But specifics on how the system spends its local allocation (at over $5,800 per student, the second-highest in North Carolina) and its plans to reduce costs have been hard to come by — and may have been concealed in violation of North Carolina open meetings law when the Asheville City Board of Education held a special closed session meeting on May 18. Board members met with Freeman, Assistant Superintendent Mark Dickerson and Executive Director of Finance Georgia Harvey to discuss unspecified personnel matters out of the public eye.
In a May 17 message to Xpress, board member Jacquelyn Carr McHargue said that meeting would not involve general discussion of hiring freezes or budget cuts. But in May 18 remarks to the Citizen Times, she appeared to contradict her earlier statement: “We’re looking at all of our staffing and needs and everything within particularly [the Asheville Primary School] and all of our schools to get a picture of where we all are now and what anything in the future could look like,” she was quoted as saying about the closed session.

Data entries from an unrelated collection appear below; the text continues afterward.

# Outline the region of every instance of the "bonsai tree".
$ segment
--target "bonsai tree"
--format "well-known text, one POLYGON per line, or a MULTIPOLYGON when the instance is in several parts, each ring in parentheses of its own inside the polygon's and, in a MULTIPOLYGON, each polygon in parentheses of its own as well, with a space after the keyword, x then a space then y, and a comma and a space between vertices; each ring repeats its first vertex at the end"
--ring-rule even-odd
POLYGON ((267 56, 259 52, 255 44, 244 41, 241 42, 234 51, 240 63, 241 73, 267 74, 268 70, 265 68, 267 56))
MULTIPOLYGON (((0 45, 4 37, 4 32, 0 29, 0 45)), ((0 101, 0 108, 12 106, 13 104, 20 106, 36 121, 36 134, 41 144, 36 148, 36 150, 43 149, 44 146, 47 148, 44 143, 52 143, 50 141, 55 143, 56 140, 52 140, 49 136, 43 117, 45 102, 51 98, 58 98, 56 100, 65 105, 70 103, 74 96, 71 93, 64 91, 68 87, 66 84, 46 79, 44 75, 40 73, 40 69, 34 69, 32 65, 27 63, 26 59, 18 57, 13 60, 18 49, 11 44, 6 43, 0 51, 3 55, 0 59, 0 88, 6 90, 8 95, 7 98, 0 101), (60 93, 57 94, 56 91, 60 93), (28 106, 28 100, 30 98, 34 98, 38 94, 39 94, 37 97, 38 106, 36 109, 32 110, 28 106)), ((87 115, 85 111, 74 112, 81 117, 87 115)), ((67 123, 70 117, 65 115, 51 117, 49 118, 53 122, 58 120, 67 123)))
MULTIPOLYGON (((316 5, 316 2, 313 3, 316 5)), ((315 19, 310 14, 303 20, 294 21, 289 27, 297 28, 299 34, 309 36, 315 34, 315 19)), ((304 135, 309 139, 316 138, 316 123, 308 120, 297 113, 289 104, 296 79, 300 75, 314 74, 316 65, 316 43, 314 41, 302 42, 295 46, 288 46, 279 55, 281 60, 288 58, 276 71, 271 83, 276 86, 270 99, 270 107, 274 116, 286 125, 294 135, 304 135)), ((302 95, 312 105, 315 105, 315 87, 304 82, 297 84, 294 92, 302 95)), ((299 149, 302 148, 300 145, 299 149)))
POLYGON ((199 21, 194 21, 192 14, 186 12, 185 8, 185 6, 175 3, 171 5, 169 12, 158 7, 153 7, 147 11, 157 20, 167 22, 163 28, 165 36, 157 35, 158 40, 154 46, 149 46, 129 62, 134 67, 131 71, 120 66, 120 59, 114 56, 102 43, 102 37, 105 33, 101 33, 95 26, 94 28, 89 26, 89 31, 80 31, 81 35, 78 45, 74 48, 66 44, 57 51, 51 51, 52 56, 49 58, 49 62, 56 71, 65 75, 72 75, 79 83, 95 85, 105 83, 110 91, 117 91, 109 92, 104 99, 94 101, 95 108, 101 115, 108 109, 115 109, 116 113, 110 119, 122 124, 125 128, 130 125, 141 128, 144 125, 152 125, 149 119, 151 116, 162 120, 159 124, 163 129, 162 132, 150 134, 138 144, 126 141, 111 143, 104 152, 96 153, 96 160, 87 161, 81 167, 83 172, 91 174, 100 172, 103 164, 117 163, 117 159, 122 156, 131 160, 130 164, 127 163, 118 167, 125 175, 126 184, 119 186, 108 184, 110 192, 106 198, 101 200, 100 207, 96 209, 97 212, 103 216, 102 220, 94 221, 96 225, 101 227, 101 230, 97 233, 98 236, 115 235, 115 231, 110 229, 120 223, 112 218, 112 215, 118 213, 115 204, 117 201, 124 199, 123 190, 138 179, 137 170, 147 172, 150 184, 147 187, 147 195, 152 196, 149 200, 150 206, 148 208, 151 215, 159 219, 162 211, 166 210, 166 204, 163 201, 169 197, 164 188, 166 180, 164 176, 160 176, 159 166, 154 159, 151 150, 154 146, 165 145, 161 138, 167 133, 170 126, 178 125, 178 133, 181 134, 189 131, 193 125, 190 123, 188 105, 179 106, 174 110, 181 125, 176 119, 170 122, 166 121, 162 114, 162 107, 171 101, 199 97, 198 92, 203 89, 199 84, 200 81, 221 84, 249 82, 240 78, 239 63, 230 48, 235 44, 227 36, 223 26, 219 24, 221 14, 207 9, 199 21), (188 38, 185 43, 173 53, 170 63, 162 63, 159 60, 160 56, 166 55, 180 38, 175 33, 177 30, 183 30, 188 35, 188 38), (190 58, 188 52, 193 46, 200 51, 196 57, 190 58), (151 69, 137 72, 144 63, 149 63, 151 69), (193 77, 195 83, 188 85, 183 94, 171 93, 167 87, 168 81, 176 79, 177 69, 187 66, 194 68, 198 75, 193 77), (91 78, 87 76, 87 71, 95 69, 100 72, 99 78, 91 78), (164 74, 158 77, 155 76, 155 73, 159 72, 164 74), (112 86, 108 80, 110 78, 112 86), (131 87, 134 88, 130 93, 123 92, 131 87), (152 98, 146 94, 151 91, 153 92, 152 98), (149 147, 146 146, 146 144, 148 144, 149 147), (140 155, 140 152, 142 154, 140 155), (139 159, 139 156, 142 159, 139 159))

“Sure sounds to me like an open meetings violation,” said Amanda Martin, attorney for the N.C. Press Association, when asked to comment on McHargue’s characterization. “The only [personnel-related] justification for closed session is to discuss particular employees. The law is clear — it says it right there in the open meetings law — that general discussions must be had in open session.”
Xpress has asked the school system for the complete minutes from the May 18 meeting, as well as all notes taken and messages exchanged by its participants. “With the assistance of counsel, during a closed session, the board discusses the topics that are permissible under the open meetings law. The public portion of any minutes can be reviewed after the minutes are prepared and adopted by the board. Minutes are typically prepared and adopted by the board the following month,” wrote spokesperson Ashley-Michelle Thublin in response to the inquiry.
The school system has previously pushed back against requests for information about other aspects of its finances. Thublin claimed that the sources of funding for the district’s central office employees were confidential, and Harvey transmitted budget information as a view-only file rather than in an editable spreadsheet format that would allow further analysis.
Xpress obtained those documents and data after repeated inquiries that referenced state public records law. The information answered some questions raised by parents and officials about the system’s use of local funds versus state and federal monies. For example, Xpress’ analysis shows that ACS supports nearly $1.9 million of over $2.9 million in central office payroll using local money, representing roughly 7.2% of its local funding allocation in fiscal year 2020-21.
Updated at 12:57 p.m. to include a response from Asheville City Schools
Merge Asheville City Schools with Buncombe County Schools, like virtually every other city/county in this state!
Eliminate substantial duplicative administrative overhead (millions). It will give parents/students more choices on where to attend and will rest control from the Asheville City Council who still wants to nominate school board members to ACS.
The combined school system (Asheville Buncombe Schools or ABS) would be overseen by ELECTED school board members, responsible to the all citizens of the county (and city).
No sarcasm, THIS is the kind of journalism that Buncombe needs. I am singularly unimpressed by the results we get for the budget we lay out, and I suspect a ton of administrative overhead (as the entire educational field is struggling with currently). Thanks for being persistent, and I hope to see follow-up articles on their responsiveness to your inquiry.
Not answering to transparency is nothing less than devious. There should be no hidden money in education.
Find out what is being hidden, and why.
We will spend over 2 million to house 150 homeless in a hotel w a million dollar security team but neglect the education of our children. Not sure hotel accommodations are necessary to help those who need it.